Potential risk factors
Since patients with more severe forms of the disease are at an increased risk of undergoing exacerbations that require readmission to hospital when compared to patients with less severe disease, the authors controlled for severity of disease. This was was conducted by using an algorithm based on the patterns of use of respiratory drugs 15, 16. In brief, as antibiotics are usually prescribed to patients who experience an exacerbation, these drugs were considered as a proxy for a severe episode. The same is true for oral corticosteroids and nebulised beta-agonists. The use of three or more classes of respiratory drugs, were also considered a proxy for disease severity. Previous reports have indicated that antihistamines, as well as antitussive medication and nasal compounds, are associated with exacerbations of obstructive lung diseases. Although these findings were mainly based on studies in asthma, the present authors considered the use of these drugs as signatures for increasing complexity of respiratory disease 17. All these markers of disease severity were ascertained dichotomously (yes/no) every 2 months during the follow-up and were treated as time-dependent covariates in the statistical model.
Analyses
The relative risk of re-hospitalisation for COPD among patients using N‐acetylcysteine, compared to non-users, was estimated from Cox proportional hazards survival analysis. The severity markers, as defined above, were included as time-dependent covariates, measured in periods of 2 months during an individual's follow-up period. The average daily dose of N‐acetylcysteine was measured by dividing the total amount of dispensed milligrams per person by the total follow-up period for that individual. All relative risks were expressed as point estimates with 95% confidence intervals (CI). A separate Kaplan-Meier analysis was performed to visualise the treatment effect of N‐acetylcysteine over time during the year of follow-up.
Results
A total of 1,219 patients were identified as having been admitted to hospital for COPD between 1986–1998 (table 1⇓). The total follow-up of these patients was 337,485 person days (average follow-up time was 276 days). In this cohort of hospitalised patients the ratio of males to females was ∼2:3 (59.6%) and ratio of patients >75 yrs was >1:3 (36.7%). At the time of discharge, xanthine derivatives (45.9%) were the most frequently prescribed drugs, followed by inhaled short-acting beta-agonists (39.1%), inhaled steroids (35.9%) and parasympathicolytics (35.2%). Moreover, the use of oral corticosteroids (51.4%) was highly prevalent immediately after discharge.

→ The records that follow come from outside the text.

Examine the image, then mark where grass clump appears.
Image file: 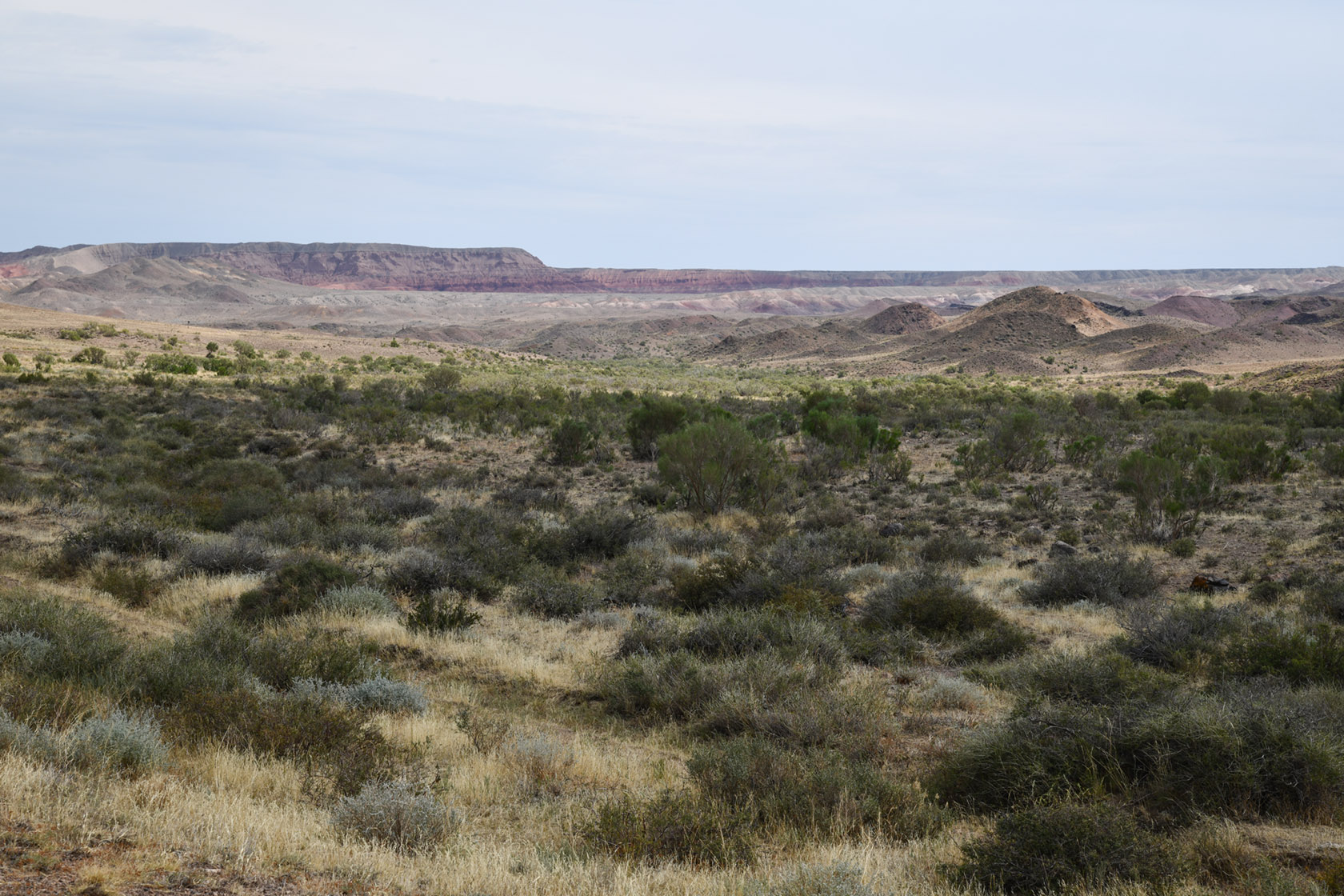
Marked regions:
[317,584,398,617]
[1022,554,1157,607]
[332,781,456,853]
[746,862,878,896]
[686,738,941,839]
[949,803,1182,894]
[582,790,755,865]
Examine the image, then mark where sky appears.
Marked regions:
[0,0,1344,270]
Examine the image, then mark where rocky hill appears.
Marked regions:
[859,302,943,336]
[1140,295,1242,326]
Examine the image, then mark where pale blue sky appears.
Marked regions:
[0,0,1344,270]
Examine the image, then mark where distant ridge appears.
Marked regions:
[0,242,1344,298]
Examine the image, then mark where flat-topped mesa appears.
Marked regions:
[0,242,1344,299]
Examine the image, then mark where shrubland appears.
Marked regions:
[0,323,1344,894]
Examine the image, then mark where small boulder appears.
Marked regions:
[1190,572,1233,594]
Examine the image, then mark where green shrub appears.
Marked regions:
[364,489,438,522]
[658,418,783,513]
[919,532,994,566]
[383,548,449,598]
[93,563,164,610]
[63,710,168,774]
[859,567,1002,635]
[332,781,456,852]
[1115,450,1219,544]
[141,352,200,376]
[498,734,574,797]
[953,410,1054,479]
[599,548,666,606]
[666,554,777,611]
[512,568,602,619]
[929,693,1344,822]
[528,506,650,566]
[406,591,481,634]
[582,790,755,865]
[290,674,429,714]
[1166,536,1199,559]
[243,627,378,690]
[0,591,126,684]
[164,686,395,794]
[990,650,1178,706]
[551,417,597,466]
[234,554,358,623]
[1121,601,1246,669]
[178,536,271,575]
[1020,554,1157,607]
[949,803,1182,894]
[50,520,182,575]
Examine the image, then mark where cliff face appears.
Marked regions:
[207,243,552,293]
[0,243,1344,302]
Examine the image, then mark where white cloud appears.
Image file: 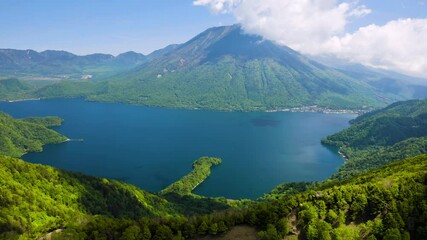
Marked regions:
[193,0,427,77]
[193,0,240,13]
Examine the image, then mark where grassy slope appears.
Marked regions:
[30,155,427,240]
[160,157,221,195]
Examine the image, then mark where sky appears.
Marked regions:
[0,0,427,77]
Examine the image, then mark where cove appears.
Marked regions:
[0,99,355,199]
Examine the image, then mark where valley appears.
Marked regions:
[0,4,427,240]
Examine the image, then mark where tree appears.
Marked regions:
[197,221,208,235]
[154,225,173,240]
[209,223,218,235]
[258,224,282,240]
[218,221,228,233]
[276,217,290,236]
[141,226,151,240]
[120,225,141,240]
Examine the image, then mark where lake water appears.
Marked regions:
[0,99,355,199]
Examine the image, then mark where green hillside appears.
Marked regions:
[322,99,427,179]
[90,25,399,110]
[0,112,67,157]
[0,155,427,239]
[0,25,422,111]
[0,100,427,240]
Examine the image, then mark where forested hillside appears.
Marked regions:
[0,25,420,111]
[322,99,427,179]
[0,155,427,239]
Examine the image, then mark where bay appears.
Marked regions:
[0,99,355,199]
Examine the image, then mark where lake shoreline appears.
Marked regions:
[0,97,374,115]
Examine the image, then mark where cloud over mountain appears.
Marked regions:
[193,0,427,77]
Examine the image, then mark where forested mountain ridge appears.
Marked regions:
[0,49,147,80]
[0,25,419,111]
[90,25,399,110]
[0,102,427,239]
[0,112,67,157]
[322,99,427,179]
[0,155,427,239]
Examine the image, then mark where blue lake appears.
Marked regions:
[0,99,355,199]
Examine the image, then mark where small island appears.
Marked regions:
[160,157,222,195]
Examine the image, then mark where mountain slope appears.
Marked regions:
[5,155,427,240]
[86,25,398,110]
[322,99,427,179]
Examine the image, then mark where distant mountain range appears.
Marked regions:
[0,49,147,79]
[0,25,427,110]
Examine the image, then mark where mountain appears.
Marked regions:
[0,49,146,80]
[0,25,427,111]
[0,151,427,240]
[322,99,427,179]
[86,25,400,110]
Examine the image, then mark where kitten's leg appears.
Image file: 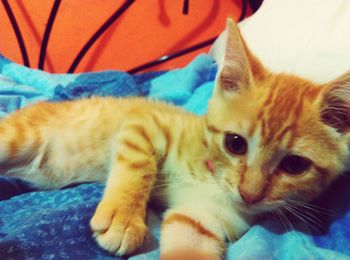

From the 1,219 patients identified, 311 (25.5%) were readmitted at least once within 1 yr after the last hospitalisation. The association between N‐acetylcysteine and hospitalisation is shown in table 2⇓. The numbers of N‐acetylcysteine users represents patients that have been dispensed this drug at least once in the follow-up period. In general the use of N‐acetylcysteine was significantly associated with a lower risk of re-hospitalisation, with relative risk=0.67 (95% CI: 0.53–0.85). Stratifying, by average daily dose of N‐acetylcysteine, showed that the readmission risk was significantly lower in patients with high average daily doses (dose/response trend: p<0.0001). The average time between the two consecutive admissions for the N‐acetylcysteine users was 139 days and 87.6% of these patients had N‐acetylcysteine at their disposal at the readmission date. Figure 1⇓ shows the Kaplan-Meier curve for patients treated with and without N‐acetylcysteine, demonstrating a protective effect of N‐acetylcysteine for re-hospitalisation for COPD (log-rank test p<0.05).
Discussion
The present study shows that the use of a mucolytic agent N‐acetylcysteine, in patients ≥55 yrs, reduces the risk of re-hospitalisation for COPD exacerbations within 1 yr after previous hospitalisation, by ∼30%. This study also indicates that the relative risk of hospital readmission gradually and significantly decreases with increasing average daily dose of N‐acetylcysteine.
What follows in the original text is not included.